Expliquant répondre à un appel d'urgence des syndicats, Huguette Bello a visité le centre pénitentiaire de Domenjod, accompagnée du responsable FO justice pour La Réunion et Mayotte Vincent Pardoux, non sans rappeler que lorsqu'elle était parlementaire, elle s'était battue pour que cet équipement, qui se voulait à l'époque moderne, soit construit à Saint-Denis.
Évoquant le chiffre de 1.500 personnes détenues dans notre île pour 1.235 places, Huguette Bello a pointé la situation de Domenjod, où 824 détenus sont dénombrés pour 575 places, avec 178% de surpopulation carcérale chez les femmes. « Quand on a conçu Domenjod, on parlait d'encellulement individuel », a-t-elle rappelé, relevant que l'Observatoire international des prisons avait récemment encore pointé la situation des détenus en France et assurant qu'elle allait alerter par courrier le premier ministre Michel Barnier.

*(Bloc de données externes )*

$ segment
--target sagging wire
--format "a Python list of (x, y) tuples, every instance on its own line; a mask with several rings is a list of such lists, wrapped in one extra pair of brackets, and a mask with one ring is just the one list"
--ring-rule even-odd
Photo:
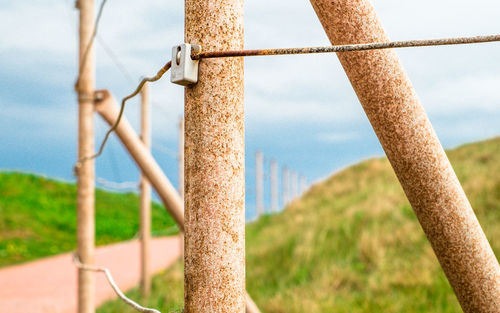
[(228, 58), (228, 57), (351, 52), (351, 51), (366, 51), (366, 50), (382, 50), (382, 49), (392, 49), (392, 48), (464, 45), (464, 44), (485, 43), (494, 41), (500, 41), (500, 35), (406, 40), (406, 41), (392, 41), (392, 42), (374, 42), (365, 44), (349, 44), (349, 45), (306, 47), (306, 48), (207, 51), (207, 52), (193, 53), (191, 55), (191, 58), (193, 60), (201, 60), (201, 59)]
[(80, 258), (78, 255), (73, 253), (73, 263), (75, 266), (79, 269), (85, 270), (85, 271), (92, 271), (92, 272), (102, 272), (104, 275), (106, 275), (106, 278), (108, 279), (109, 284), (111, 285), (111, 288), (113, 288), (114, 292), (116, 295), (126, 304), (134, 308), (135, 310), (142, 312), (142, 313), (161, 313), (160, 311), (156, 309), (150, 309), (150, 308), (145, 308), (141, 306), (140, 304), (136, 303), (132, 299), (128, 298), (121, 290), (118, 288), (118, 285), (116, 284), (115, 280), (113, 279), (113, 276), (111, 276), (111, 272), (109, 271), (108, 268), (105, 267), (98, 267), (98, 266), (92, 266), (88, 264), (83, 264), (80, 261)]
[[(105, 0), (103, 1), (105, 2)], [(375, 42), (366, 44), (349, 44), (349, 45), (336, 45), (324, 47), (305, 47), (305, 48), (278, 48), (278, 49), (257, 49), (257, 50), (234, 50), (234, 51), (208, 51), (199, 52), (191, 55), (193, 60), (211, 59), (211, 58), (228, 58), (228, 57), (247, 57), (247, 56), (270, 56), (270, 55), (291, 55), (291, 54), (313, 54), (313, 53), (332, 53), (332, 52), (354, 52), (354, 51), (368, 51), (368, 50), (382, 50), (393, 48), (413, 48), (413, 47), (428, 47), (428, 46), (444, 46), (444, 45), (463, 45), (473, 43), (486, 43), (500, 41), (500, 35), (488, 36), (472, 36), (472, 37), (456, 37), (456, 38), (440, 38), (440, 39), (424, 39), (424, 40), (406, 40), (406, 41), (392, 41), (392, 42)], [(169, 61), (160, 71), (151, 78), (144, 78), (136, 90), (129, 96), (123, 98), (120, 113), (115, 124), (108, 130), (104, 140), (101, 143), (99, 151), (89, 157), (84, 157), (75, 165), (75, 172), (81, 166), (82, 162), (86, 160), (95, 159), (102, 154), (104, 146), (111, 135), (120, 123), (123, 111), (125, 109), (125, 102), (136, 96), (146, 82), (154, 82), (159, 80), (166, 71), (170, 69), (172, 62)]]
[(113, 131), (115, 131), (115, 129), (118, 127), (118, 124), (120, 123), (120, 120), (122, 119), (122, 116), (123, 116), (123, 112), (125, 111), (125, 104), (126, 102), (135, 97), (136, 95), (139, 94), (139, 92), (141, 92), (142, 90), (142, 87), (144, 87), (144, 84), (147, 83), (147, 82), (155, 82), (157, 80), (159, 80), (163, 74), (165, 74), (169, 69), (170, 67), (172, 66), (172, 61), (168, 61), (167, 64), (165, 64), (159, 71), (158, 73), (156, 73), (155, 76), (152, 76), (152, 77), (144, 77), (141, 82), (139, 83), (139, 85), (136, 87), (136, 89), (134, 90), (134, 92), (132, 92), (130, 95), (126, 96), (125, 98), (122, 99), (122, 102), (121, 102), (121, 106), (120, 106), (120, 113), (118, 113), (118, 118), (116, 119), (116, 122), (113, 124), (113, 126), (111, 126), (111, 128), (106, 132), (106, 135), (104, 136), (104, 139), (103, 141), (101, 142), (101, 145), (99, 147), (99, 150), (97, 151), (97, 153), (91, 155), (91, 156), (87, 156), (87, 157), (83, 157), (81, 159), (79, 159), (76, 164), (75, 164), (75, 173), (78, 173), (78, 169), (82, 166), (82, 163), (87, 161), (87, 160), (93, 160), (97, 157), (99, 157), (101, 154), (102, 154), (102, 151), (104, 150), (104, 146), (106, 145), (106, 142), (108, 141), (109, 139), (109, 136), (111, 135), (111, 133)]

« L’État doit prendre ses responsabilités depuis que Mayotte est le 101e département français, la France doit donner aux Mahorais tous les droits des Français. La différence de RSA fait un appel d'air ici. Construisez des prisons à Mayotte, et des écoles aussi ! », a clamé Huguette Bello à l'attention du gouvernement.
La présidente de Région a indiqué que la collectivité allait lancer un appel d'offres pour la formation de 148 détenus en 2025 et 2026, invitant au passage les entreprises à franchir les portes des prisons pour offrir du travail aux détenus.